The theory of the chain fountain revisited

TL;DR

This paper revisits the chain fountain phenomenon, demonstrating that chain inertia alone explains the effect without the need for 'kicks', and provides a model consistent with energy and momentum conservation validated by experiments.

Contribution

The paper presents a revised theoretical model showing that chain inertia suffices to explain the fountain effect, eliminating the need for 'kicks' and aligning with conservation laws.

Findings

Chain inertia explains the fountain effect without 'kicks'.

Energy and momentum are conserved in the model.

Experiments validate the revised model.

Abstract

We analyze the chain fountain effect--the chain siphoning when falling from a container onto the floor.
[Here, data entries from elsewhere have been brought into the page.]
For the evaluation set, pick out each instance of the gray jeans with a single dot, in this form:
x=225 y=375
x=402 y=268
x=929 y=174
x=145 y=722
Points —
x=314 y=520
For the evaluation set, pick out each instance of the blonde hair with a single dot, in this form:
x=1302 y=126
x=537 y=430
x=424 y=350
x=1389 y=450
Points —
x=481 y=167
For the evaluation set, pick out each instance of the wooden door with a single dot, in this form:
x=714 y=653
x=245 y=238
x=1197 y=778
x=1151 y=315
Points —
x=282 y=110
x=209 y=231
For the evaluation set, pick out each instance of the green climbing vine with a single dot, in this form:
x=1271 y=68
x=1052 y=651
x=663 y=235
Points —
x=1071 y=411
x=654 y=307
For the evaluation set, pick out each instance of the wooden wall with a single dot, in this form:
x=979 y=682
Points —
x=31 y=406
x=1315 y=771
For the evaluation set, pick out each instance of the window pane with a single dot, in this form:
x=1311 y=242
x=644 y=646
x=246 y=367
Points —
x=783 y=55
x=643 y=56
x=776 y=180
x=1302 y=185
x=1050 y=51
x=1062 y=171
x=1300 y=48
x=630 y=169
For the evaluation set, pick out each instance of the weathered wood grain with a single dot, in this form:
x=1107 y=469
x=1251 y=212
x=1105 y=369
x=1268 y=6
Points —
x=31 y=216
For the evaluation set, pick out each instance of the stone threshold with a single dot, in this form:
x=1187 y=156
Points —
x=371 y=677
We argue that the main reason for this effect is the inertia of the chain, whereas the momentum received by the beads of the chain from the bottom of the container (typically called ``kicks'') plays no significant role. The inertia of the chain leads to an effect similar to pulling the chain over a pulley placed up in the air, above the container. In the model used before by the majority of researchers (the so-called ``scientific consensus''), it was assumed that up to half of the mechanical work done by the tension in the chain may be wasted when transformed into kinetic energy during the pickup process. This prevented the chain to rise unless the energy transfer in the pickup process is improved by ``kicks'' from the bottom of the container. Here we show that the ``kicks'' are unnecessary and both, energy and momentum are conserved--as they should be, in the absence of dissipation--if one properly considers the tension and the movement of the chain. By doing so, we conclude that the velocity acquired by the chain is high enough to produce the fountain effect. Simple experiments validate our model and certain configurations produce the highest chain fountain, although ``kicks'' are impossible.